The price tag ballooned after auditors determined a total in-service life of 42 years for the fighter-jet, which is at least a dozen more than both the auditor general and the parliamentary budget officer estimated in their costing.
The longer a plane is flying, the more expensive it becomes to maintain and sources say auditors at KPMG settled on a service life of four decades because that’s how long the Canadian military has been keeping aircraft on the flight line.
A companion study that is due to be released next week at the same time as the KPMG report assessing promised industrial benefits or economic spin-offs from F-35 production may provide further headaches for the government.
When the Harper government first signalled its intention to buy the Lockheed Martin-built F-35 Lightning II, it proclaimed that Canadian aerospace companies would benefit by receiving as much as $12 billion in manufacturing or spare parts contracts over the lifetime of the project.
Industry Canada quietly rowed those expectations back to US $9.85 billion last spring in the wake of Auditor General Michael Ferguson’s scathing assessment of how the program has been managed thus far. The report accused National Defence and Public Works of not doing their homework, low-balling the cost and to a lesser extent, exaggerating the benefits.
The benefits analysis will apparently show Canada struggling to reach the US $9 billion mark over the decades in the face of stiff competition from other nations whose participation in the development of the aircraft give them preferential access to the U.S. manufacturer’s supply chain.
To date, 70 Canadian companies have secured over US $435 million in contracts on the development and initial production of the fighter.

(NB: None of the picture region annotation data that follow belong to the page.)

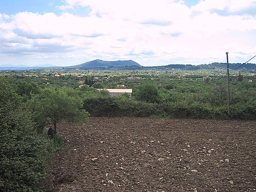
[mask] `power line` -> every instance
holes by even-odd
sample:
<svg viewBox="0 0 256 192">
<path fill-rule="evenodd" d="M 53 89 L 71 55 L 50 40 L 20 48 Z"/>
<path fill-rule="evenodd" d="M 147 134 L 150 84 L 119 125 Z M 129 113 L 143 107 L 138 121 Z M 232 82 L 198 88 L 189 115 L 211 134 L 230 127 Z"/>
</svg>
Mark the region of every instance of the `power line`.
<svg viewBox="0 0 256 192">
<path fill-rule="evenodd" d="M 242 66 L 243 65 L 246 64 L 247 64 L 247 63 L 248 63 L 248 62 L 250 62 L 251 60 L 252 60 L 252 59 L 253 58 L 254 58 L 255 57 L 256 57 L 256 55 L 255 55 L 255 56 L 254 56 L 253 57 L 251 58 L 251 59 L 250 59 L 249 60 L 248 60 L 247 62 L 246 62 L 245 63 L 243 63 L 243 64 L 242 64 L 242 65 L 241 65 L 240 66 L 239 66 L 239 67 L 236 67 L 236 68 L 235 68 L 234 69 L 231 69 L 231 70 L 235 70 L 235 69 L 237 69 L 237 68 L 238 68 L 240 67 L 242 67 Z"/>
</svg>

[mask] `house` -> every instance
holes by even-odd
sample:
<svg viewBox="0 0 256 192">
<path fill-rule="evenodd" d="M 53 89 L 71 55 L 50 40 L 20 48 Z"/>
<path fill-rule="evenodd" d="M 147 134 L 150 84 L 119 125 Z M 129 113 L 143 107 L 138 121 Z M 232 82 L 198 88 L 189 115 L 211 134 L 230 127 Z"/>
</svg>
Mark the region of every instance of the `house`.
<svg viewBox="0 0 256 192">
<path fill-rule="evenodd" d="M 119 95 L 124 94 L 127 93 L 130 97 L 132 98 L 132 89 L 97 89 L 98 90 L 107 90 L 111 97 L 117 96 Z"/>
<path fill-rule="evenodd" d="M 124 87 L 124 85 L 117 85 L 117 87 Z"/>
</svg>

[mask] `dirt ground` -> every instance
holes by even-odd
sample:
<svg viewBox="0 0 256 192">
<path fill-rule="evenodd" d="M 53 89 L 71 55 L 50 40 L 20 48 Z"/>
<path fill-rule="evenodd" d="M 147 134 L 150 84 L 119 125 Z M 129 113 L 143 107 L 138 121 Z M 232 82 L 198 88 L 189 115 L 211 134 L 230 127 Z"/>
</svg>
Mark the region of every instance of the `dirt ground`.
<svg viewBox="0 0 256 192">
<path fill-rule="evenodd" d="M 256 190 L 256 122 L 90 118 L 59 125 L 56 191 Z"/>
</svg>

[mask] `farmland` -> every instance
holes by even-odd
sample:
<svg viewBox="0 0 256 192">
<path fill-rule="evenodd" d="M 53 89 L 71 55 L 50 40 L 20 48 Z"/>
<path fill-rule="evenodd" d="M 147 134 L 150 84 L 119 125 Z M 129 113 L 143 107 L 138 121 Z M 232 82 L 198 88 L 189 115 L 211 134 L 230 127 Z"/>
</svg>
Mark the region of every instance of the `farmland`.
<svg viewBox="0 0 256 192">
<path fill-rule="evenodd" d="M 0 190 L 254 190 L 254 69 L 228 113 L 225 70 L 188 68 L 1 72 Z"/>
<path fill-rule="evenodd" d="M 255 190 L 255 122 L 91 118 L 60 125 L 59 191 Z"/>
</svg>

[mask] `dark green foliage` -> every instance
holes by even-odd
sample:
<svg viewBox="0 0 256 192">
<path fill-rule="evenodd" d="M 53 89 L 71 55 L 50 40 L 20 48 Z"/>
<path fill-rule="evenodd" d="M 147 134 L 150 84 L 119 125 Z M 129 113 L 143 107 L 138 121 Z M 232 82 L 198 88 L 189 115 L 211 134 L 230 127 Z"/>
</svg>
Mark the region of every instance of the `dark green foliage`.
<svg viewBox="0 0 256 192">
<path fill-rule="evenodd" d="M 153 103 L 161 100 L 157 87 L 150 83 L 140 85 L 134 94 L 135 98 L 141 102 Z"/>
<path fill-rule="evenodd" d="M 84 101 L 83 108 L 95 117 L 118 116 L 119 106 L 114 98 L 99 97 L 89 98 Z"/>
<path fill-rule="evenodd" d="M 54 135 L 57 124 L 64 119 L 77 123 L 88 120 L 88 113 L 81 109 L 81 98 L 73 89 L 44 88 L 30 99 L 26 106 L 34 114 L 38 126 L 42 128 L 48 124 L 54 126 Z"/>
<path fill-rule="evenodd" d="M 48 139 L 37 133 L 32 114 L 19 107 L 17 95 L 0 81 L 0 191 L 43 191 Z"/>
</svg>

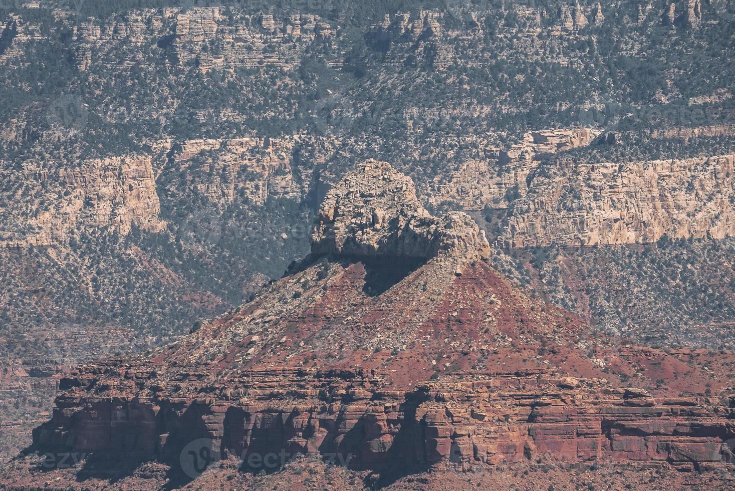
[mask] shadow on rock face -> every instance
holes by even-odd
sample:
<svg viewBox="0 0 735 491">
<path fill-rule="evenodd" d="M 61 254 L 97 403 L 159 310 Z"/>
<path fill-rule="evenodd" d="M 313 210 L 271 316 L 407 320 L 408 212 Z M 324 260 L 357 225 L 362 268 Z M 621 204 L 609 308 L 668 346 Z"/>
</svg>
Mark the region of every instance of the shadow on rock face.
<svg viewBox="0 0 735 491">
<path fill-rule="evenodd" d="M 365 284 L 362 291 L 371 297 L 384 293 L 394 284 L 415 271 L 426 262 L 417 257 L 363 258 Z"/>
</svg>

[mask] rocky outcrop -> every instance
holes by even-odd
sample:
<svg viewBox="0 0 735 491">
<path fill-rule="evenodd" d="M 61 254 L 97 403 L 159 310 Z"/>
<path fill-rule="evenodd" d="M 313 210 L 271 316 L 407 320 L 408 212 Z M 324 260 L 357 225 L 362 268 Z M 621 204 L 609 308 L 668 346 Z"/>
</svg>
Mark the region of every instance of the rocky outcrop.
<svg viewBox="0 0 735 491">
<path fill-rule="evenodd" d="M 250 455 L 337 455 L 381 473 L 539 459 L 689 470 L 731 462 L 735 403 L 713 376 L 731 355 L 592 337 L 476 260 L 476 240 L 462 250 L 468 223 L 432 217 L 408 177 L 364 162 L 322 207 L 315 252 L 331 261 L 295 265 L 176 343 L 79 368 L 60 381 L 35 448 L 156 459 L 184 481 L 231 456 L 256 472 L 280 465 Z M 418 256 L 434 243 L 427 237 L 457 255 Z M 685 370 L 686 379 L 675 375 Z M 634 376 L 637 387 L 623 384 Z M 691 395 L 671 397 L 674 387 Z"/>
<path fill-rule="evenodd" d="M 529 132 L 519 143 L 488 148 L 487 158 L 468 160 L 447 176 L 437 176 L 429 199 L 448 201 L 465 209 L 507 208 L 528 192 L 528 174 L 542 160 L 589 145 L 598 132 L 586 129 Z"/>
<path fill-rule="evenodd" d="M 149 400 L 121 390 L 154 387 L 156 372 L 129 368 L 105 389 L 107 397 L 77 395 L 111 370 L 62 380 L 66 392 L 53 420 L 34 433 L 40 448 L 158 459 L 190 478 L 202 471 L 193 472 L 195 464 L 231 455 L 256 472 L 284 463 L 248 459 L 252 454 L 337 455 L 351 469 L 379 471 L 544 459 L 667 462 L 692 471 L 735 462 L 726 444 L 735 437 L 727 398 L 653 397 L 542 370 L 448 377 L 408 391 L 362 370 L 249 370 L 209 395 Z M 202 449 L 209 462 L 189 462 L 189 452 Z"/>
<path fill-rule="evenodd" d="M 262 205 L 270 198 L 300 199 L 307 192 L 293 178 L 293 138 L 170 140 L 151 145 L 162 167 L 160 192 L 172 196 L 183 186 L 186 193 L 224 207 L 237 197 Z"/>
<path fill-rule="evenodd" d="M 459 212 L 442 219 L 419 203 L 413 181 L 389 164 L 368 160 L 332 187 L 312 234 L 318 254 L 431 258 L 490 257 L 484 232 Z"/>
<path fill-rule="evenodd" d="M 731 236 L 734 164 L 728 154 L 548 170 L 514 203 L 501 240 L 525 247 Z"/>
<path fill-rule="evenodd" d="M 90 160 L 53 172 L 29 165 L 25 180 L 15 178 L 15 198 L 0 208 L 0 247 L 65 243 L 70 232 L 87 227 L 125 235 L 133 224 L 149 231 L 162 226 L 150 157 Z"/>
</svg>

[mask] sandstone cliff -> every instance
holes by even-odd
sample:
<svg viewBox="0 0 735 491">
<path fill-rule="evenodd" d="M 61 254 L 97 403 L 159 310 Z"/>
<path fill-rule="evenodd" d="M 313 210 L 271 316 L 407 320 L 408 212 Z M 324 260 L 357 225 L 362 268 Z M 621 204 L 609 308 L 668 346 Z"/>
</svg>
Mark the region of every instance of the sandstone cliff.
<svg viewBox="0 0 735 491">
<path fill-rule="evenodd" d="M 735 234 L 735 155 L 542 168 L 513 205 L 514 247 L 595 246 Z"/>
<path fill-rule="evenodd" d="M 469 216 L 431 216 L 413 181 L 369 160 L 327 193 L 312 234 L 312 251 L 352 256 L 431 258 L 441 253 L 487 259 L 490 245 Z"/>
<path fill-rule="evenodd" d="M 712 375 L 731 356 L 593 337 L 474 260 L 477 249 L 457 248 L 461 226 L 453 254 L 427 257 L 416 248 L 425 230 L 404 241 L 406 224 L 441 222 L 410 184 L 384 162 L 348 173 L 313 237 L 332 261 L 295 265 L 179 343 L 79 368 L 35 448 L 157 459 L 183 482 L 201 470 L 182 456 L 200 451 L 214 456 L 205 467 L 235 456 L 259 472 L 247 455 L 333 454 L 388 475 L 545 459 L 686 470 L 732 462 L 731 390 Z M 623 381 L 634 378 L 638 387 Z"/>
<path fill-rule="evenodd" d="M 85 228 L 109 227 L 124 235 L 134 223 L 151 231 L 162 226 L 151 157 L 85 160 L 75 168 L 44 167 L 29 165 L 22 177 L 12 178 L 12 198 L 0 203 L 0 247 L 68 244 L 70 232 Z"/>
</svg>

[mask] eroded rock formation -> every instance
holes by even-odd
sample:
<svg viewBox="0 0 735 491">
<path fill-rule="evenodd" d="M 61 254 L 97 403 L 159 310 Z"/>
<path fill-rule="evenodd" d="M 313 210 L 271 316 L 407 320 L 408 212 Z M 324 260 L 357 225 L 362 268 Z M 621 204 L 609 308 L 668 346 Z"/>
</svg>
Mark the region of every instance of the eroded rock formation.
<svg viewBox="0 0 735 491">
<path fill-rule="evenodd" d="M 315 254 L 490 257 L 484 232 L 468 215 L 431 216 L 419 203 L 410 177 L 375 160 L 361 164 L 327 193 L 312 244 Z"/>
<path fill-rule="evenodd" d="M 735 234 L 735 155 L 578 164 L 534 176 L 501 240 L 595 246 Z"/>
<path fill-rule="evenodd" d="M 312 254 L 179 343 L 79 368 L 62 379 L 36 448 L 157 459 L 184 480 L 196 474 L 182 456 L 202 448 L 207 463 L 234 455 L 255 471 L 262 461 L 249 454 L 349 456 L 350 468 L 389 473 L 539 459 L 733 462 L 735 403 L 713 376 L 731 355 L 593 337 L 476 251 L 462 256 L 464 233 L 445 226 L 462 231 L 469 219 L 434 218 L 411 184 L 384 162 L 361 165 L 328 193 L 316 227 L 315 253 L 331 262 Z M 365 232 L 362 217 L 377 228 Z M 412 261 L 423 239 L 400 237 L 419 219 L 452 254 Z"/>
</svg>

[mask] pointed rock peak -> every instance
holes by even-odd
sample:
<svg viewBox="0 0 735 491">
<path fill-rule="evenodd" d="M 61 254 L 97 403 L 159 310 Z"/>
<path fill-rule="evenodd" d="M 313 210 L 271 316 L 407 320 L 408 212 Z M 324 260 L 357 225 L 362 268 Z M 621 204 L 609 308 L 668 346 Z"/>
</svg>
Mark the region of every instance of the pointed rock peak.
<svg viewBox="0 0 735 491">
<path fill-rule="evenodd" d="M 385 162 L 370 160 L 327 193 L 312 233 L 312 252 L 487 259 L 490 245 L 469 215 L 431 215 L 416 197 L 410 177 Z"/>
</svg>

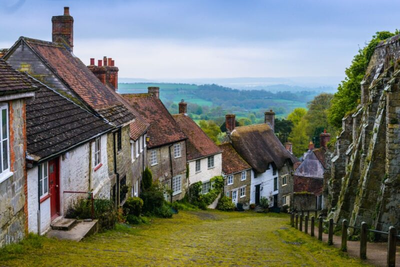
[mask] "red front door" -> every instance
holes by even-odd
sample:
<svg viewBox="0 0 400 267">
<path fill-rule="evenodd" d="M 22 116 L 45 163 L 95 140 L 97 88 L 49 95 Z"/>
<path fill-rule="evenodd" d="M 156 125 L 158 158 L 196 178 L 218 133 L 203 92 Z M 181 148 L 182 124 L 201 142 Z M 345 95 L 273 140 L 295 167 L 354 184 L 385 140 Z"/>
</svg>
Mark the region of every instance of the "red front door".
<svg viewBox="0 0 400 267">
<path fill-rule="evenodd" d="M 58 158 L 48 162 L 48 188 L 52 220 L 60 216 L 60 177 Z"/>
</svg>

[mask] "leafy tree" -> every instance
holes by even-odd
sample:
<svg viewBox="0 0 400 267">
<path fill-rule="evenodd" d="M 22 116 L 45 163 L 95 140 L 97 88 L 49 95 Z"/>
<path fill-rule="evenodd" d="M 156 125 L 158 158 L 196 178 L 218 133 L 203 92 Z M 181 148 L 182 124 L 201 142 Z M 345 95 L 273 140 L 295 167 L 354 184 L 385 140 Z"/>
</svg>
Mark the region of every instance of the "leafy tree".
<svg viewBox="0 0 400 267">
<path fill-rule="evenodd" d="M 346 68 L 346 77 L 342 81 L 332 100 L 332 105 L 328 112 L 328 120 L 336 128 L 342 126 L 342 119 L 354 110 L 360 104 L 361 95 L 360 82 L 366 74 L 366 70 L 376 45 L 394 35 L 390 32 L 378 32 L 372 40 L 354 56 L 352 64 Z"/>
</svg>

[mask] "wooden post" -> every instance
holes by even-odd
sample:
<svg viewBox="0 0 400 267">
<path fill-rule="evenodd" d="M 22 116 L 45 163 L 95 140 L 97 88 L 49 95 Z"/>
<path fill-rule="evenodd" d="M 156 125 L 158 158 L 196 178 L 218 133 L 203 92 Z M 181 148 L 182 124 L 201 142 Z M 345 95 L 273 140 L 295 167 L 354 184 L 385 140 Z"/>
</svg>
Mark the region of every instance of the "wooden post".
<svg viewBox="0 0 400 267">
<path fill-rule="evenodd" d="M 329 219 L 329 232 L 328 232 L 328 245 L 334 244 L 334 219 Z"/>
<path fill-rule="evenodd" d="M 322 241 L 322 222 L 320 216 L 318 218 L 318 240 Z"/>
<path fill-rule="evenodd" d="M 308 216 L 306 216 L 306 220 L 304 221 L 304 232 L 306 234 L 308 234 Z"/>
<path fill-rule="evenodd" d="M 301 232 L 303 230 L 303 214 L 300 214 L 300 225 L 298 227 L 299 230 Z"/>
<path fill-rule="evenodd" d="M 310 234 L 312 236 L 314 236 L 314 225 L 315 224 L 316 218 L 314 216 L 311 217 L 311 232 Z"/>
<path fill-rule="evenodd" d="M 342 246 L 340 249 L 342 252 L 347 251 L 347 230 L 348 226 L 346 220 L 344 220 L 342 223 Z"/>
<path fill-rule="evenodd" d="M 366 258 L 366 222 L 361 223 L 360 233 L 360 258 L 362 260 Z"/>
<path fill-rule="evenodd" d="M 389 228 L 388 236 L 388 260 L 386 266 L 394 267 L 396 266 L 396 240 L 397 230 L 391 226 Z"/>
</svg>

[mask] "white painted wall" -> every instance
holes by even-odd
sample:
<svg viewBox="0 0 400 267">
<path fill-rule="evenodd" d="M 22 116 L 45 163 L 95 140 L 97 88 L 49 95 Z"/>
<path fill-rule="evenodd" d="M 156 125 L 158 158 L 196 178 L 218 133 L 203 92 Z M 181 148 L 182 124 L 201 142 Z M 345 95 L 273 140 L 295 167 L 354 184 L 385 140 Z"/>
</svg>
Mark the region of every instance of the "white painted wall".
<svg viewBox="0 0 400 267">
<path fill-rule="evenodd" d="M 256 202 L 256 186 L 261 184 L 260 186 L 260 198 L 262 196 L 264 196 L 270 200 L 270 196 L 278 194 L 278 190 L 274 190 L 274 178 L 275 177 L 278 177 L 278 171 L 276 170 L 276 174 L 272 175 L 272 168 L 270 166 L 269 170 L 266 170 L 264 172 L 258 174 L 257 178 L 254 178 L 254 170 L 252 170 L 252 183 L 250 188 L 250 203 Z M 279 179 L 278 179 L 279 182 Z M 278 186 L 278 188 L 279 186 Z M 273 203 L 270 201 L 270 206 L 272 206 Z"/>
<path fill-rule="evenodd" d="M 200 158 L 200 171 L 196 172 L 196 160 L 188 162 L 189 164 L 189 182 L 192 184 L 198 181 L 208 182 L 214 176 L 220 176 L 222 172 L 222 153 L 214 155 L 214 168 L 208 168 L 207 158 Z"/>
</svg>

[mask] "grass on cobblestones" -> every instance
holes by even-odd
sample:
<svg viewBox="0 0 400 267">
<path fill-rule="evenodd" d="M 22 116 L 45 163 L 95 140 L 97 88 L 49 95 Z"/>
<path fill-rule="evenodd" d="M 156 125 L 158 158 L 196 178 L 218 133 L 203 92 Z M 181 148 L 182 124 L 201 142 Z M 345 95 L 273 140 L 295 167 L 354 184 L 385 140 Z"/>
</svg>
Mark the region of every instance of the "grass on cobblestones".
<svg viewBox="0 0 400 267">
<path fill-rule="evenodd" d="M 180 212 L 150 224 L 118 225 L 78 243 L 40 238 L 42 248 L 0 250 L 0 266 L 362 265 L 294 230 L 288 220 L 283 214 Z"/>
</svg>

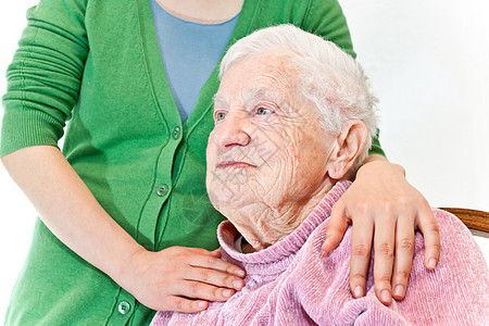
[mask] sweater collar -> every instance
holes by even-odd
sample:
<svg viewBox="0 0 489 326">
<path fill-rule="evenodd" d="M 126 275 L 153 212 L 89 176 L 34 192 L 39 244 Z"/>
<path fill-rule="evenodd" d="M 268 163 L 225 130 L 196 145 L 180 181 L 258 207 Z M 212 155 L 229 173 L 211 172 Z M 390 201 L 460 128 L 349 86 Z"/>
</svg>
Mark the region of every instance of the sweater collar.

When the Tories first floated their lifetime estimate of $16 billion, it was based on 20 years of ownership, but did not include operating and maintenance figures.
The auditor general looked at figures over 30 years and came up with a $25 billion price tag. The parliamentary budget officer estimated costs of over $29 billion.
There was also speculation the government was prepared to scrap the F-35 deal and move to an open competition to replace the air force’s aging CF-18s, which are due to retire by 2020.
But government sources say that point has not been reached yet.
The secretariat would be the one making that call and it hasn’t begun its long-awaited options—or market—analysis of what the country’s air force might need and what aircraft are available.
That analysis is expected to get underway within 10 days with a help of an independent committee of up to five people who are charged with ensuring that all options are considered.
The committee will include retired Lt.-Gen Charles Bouchard, who led the NATO mission in Libya, Keith Coulter, the former head of the Communications Security Establishment, former federal comptroller-general Rod Monette, University of Ottawa professor Philippe Lagasse, and at least one other member.
The terms of reference for this options analysis say the government will “review and assess fighter aircraft currently in production and scheduled for production.”
That means the F-35 is still in the running.